Accanto a questi si producono i vini da invecchiamento, prodotti di nicchia, in 2-3000 bottiglie: sono il territorio in cui l’enologo ha scelto di muoversi in libertà. E con grandi risultati. Lo Scheria bianco (Biancolella e Fiano) macera fino a 4 giorni (per un bianco è un azzardo!), poi va in acciaio, sempre a temperatura controllata. Infatti, l’uso del freddo in ogni fase della lavorazione, per questo come per tutti gli altri vini prodotti, garantisce la conservazione delle caratteristiche aromatiche dell’uva che le variazioni di temperatura, inevitabile nelle cantine di un tempo, mettono in pericolo. Poi il vino va in botte insieme alla feccia e infine è imbottigliato, senza altro trattamento che una filtrazione preimbottigliamento. E’ un prodotto per intenditori, di grande struttura – un ‘bianco-rosso’, come si dice – con caratteristiche aromatiche evolute, di marmellata, spezie, ma emerge anche la vaniglia del legno.
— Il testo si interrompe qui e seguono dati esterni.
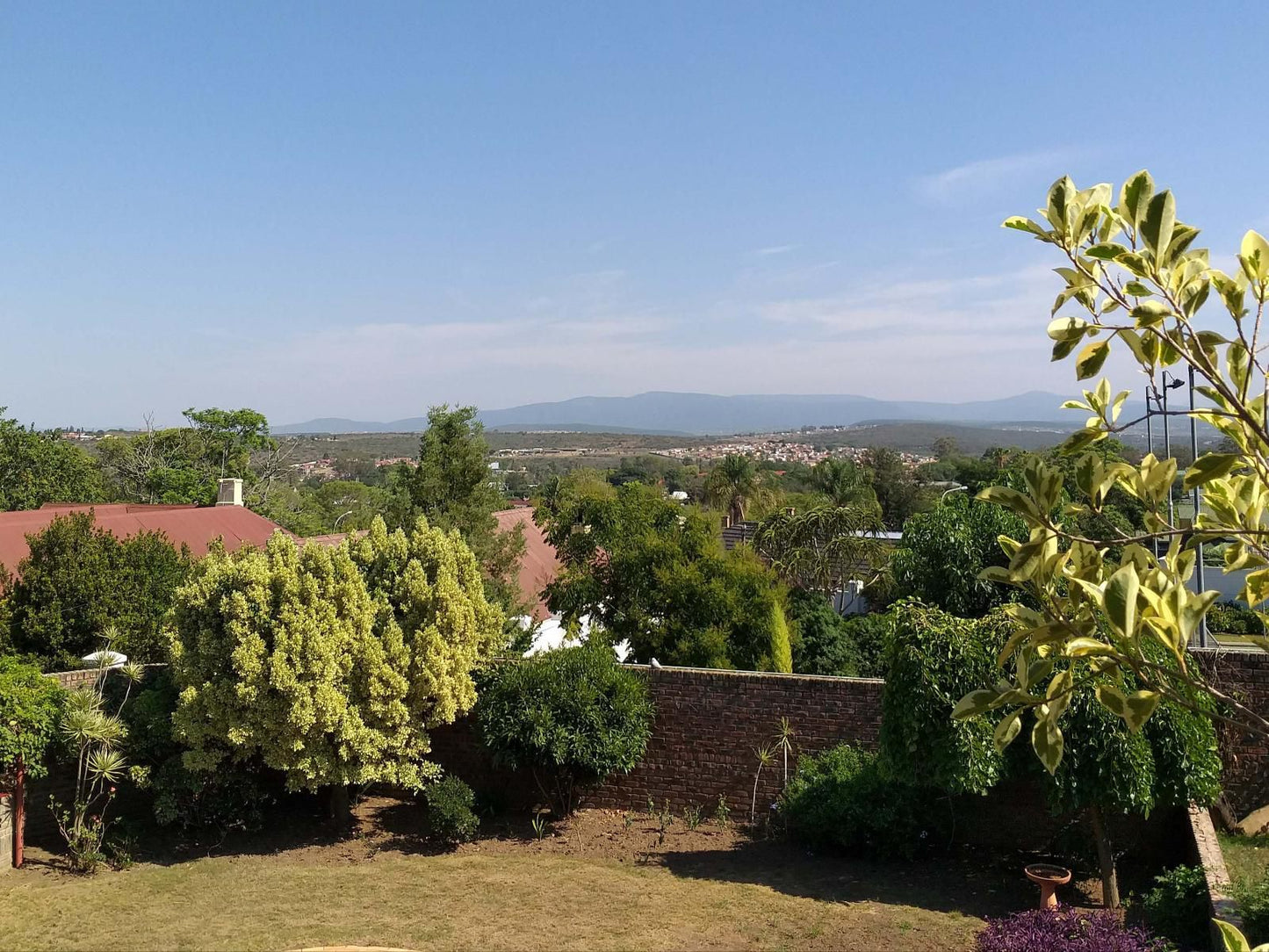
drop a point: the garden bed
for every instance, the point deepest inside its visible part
(598, 881)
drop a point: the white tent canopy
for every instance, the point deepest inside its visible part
(551, 635)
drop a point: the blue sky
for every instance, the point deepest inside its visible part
(362, 210)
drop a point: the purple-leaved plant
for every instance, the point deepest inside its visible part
(1064, 931)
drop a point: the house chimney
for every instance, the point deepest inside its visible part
(230, 493)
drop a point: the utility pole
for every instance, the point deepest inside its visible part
(1198, 501)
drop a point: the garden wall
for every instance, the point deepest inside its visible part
(1245, 677)
(5, 832)
(709, 726)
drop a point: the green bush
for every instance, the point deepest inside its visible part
(194, 804)
(930, 660)
(573, 716)
(450, 810)
(1232, 618)
(823, 644)
(1177, 906)
(840, 797)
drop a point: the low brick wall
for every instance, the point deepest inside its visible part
(1245, 677)
(709, 726)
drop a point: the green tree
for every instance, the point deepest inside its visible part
(39, 466)
(335, 505)
(823, 643)
(935, 658)
(943, 552)
(653, 573)
(894, 484)
(571, 716)
(1106, 603)
(330, 664)
(732, 485)
(79, 581)
(31, 706)
(453, 487)
(230, 436)
(183, 465)
(841, 481)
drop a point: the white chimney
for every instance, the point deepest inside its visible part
(230, 493)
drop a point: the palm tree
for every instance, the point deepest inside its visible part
(733, 484)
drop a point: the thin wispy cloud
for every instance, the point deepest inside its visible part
(986, 174)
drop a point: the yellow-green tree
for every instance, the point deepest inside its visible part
(1109, 617)
(330, 664)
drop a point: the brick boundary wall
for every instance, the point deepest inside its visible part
(1245, 677)
(1207, 853)
(710, 724)
(709, 727)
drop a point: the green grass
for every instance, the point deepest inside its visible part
(301, 899)
(1245, 857)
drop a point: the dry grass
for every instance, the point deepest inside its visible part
(602, 883)
(494, 901)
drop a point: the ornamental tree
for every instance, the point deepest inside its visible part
(573, 716)
(653, 573)
(1111, 618)
(330, 664)
(935, 658)
(943, 552)
(29, 707)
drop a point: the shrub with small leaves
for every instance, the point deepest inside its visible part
(1178, 906)
(1065, 931)
(450, 810)
(1252, 898)
(839, 797)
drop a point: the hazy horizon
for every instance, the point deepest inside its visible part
(359, 213)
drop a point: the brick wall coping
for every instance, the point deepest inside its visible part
(90, 673)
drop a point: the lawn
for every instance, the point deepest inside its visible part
(601, 883)
(1245, 857)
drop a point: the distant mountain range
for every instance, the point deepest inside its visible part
(709, 414)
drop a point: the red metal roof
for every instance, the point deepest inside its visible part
(183, 524)
(539, 565)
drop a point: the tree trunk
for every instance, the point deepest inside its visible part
(1106, 860)
(339, 806)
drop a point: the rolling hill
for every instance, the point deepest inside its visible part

Si associa a piatti saporiti ed ai formaggi, ma è talmente pieno che si può bere anche da solo. Lo Scheria rosso aggiunge ai vitigni nostrani Guarnaccia e Piedirosso (in dialetto chiamato per ‘e palummo), Aglianico e Syrah, adatti all’invecchiamento: va in botte per 2 anni, infine, prima dell’imbottigliamento, si aggiungono, seguendo una ‘ricetta’ antica, due bianchi d’uovo con del sale per eliminare l’eccesso di tannino. Questo vino è nato per dimostrare che anche a Ischia, dove manca una tradizione per i rossi, è possibile produrne uno di grande qualità, e la sfida è stata vinta perché lo Scheria è il più rinomato rosso della provincia di Napoli e tra i primi della Campania. E’ molto morbido, con un bouquet elegante, in cui il sentore di marmellata si mischia alle spezie.
Pietratorcia regala anche la possibilità di un’immersione nel mondo dei sapori e dei luoghi che da secoli sono legati al vino ischitano. Nella sede del Cuotto, fra Forio e Panza, si può visitare un’antica cantina del ‘700, che era fra le più grandi della zona, ristrutturata con un uso fedele della pietra locale, il tufo verde, cui si affianca un delizioso ristorante, dove i vini si possono assaggiare in abbinamento a tipici piatti ischitani come il coniglio da fossa (anch’esso di produzione propria), e a piatti di pesce e di formaggi.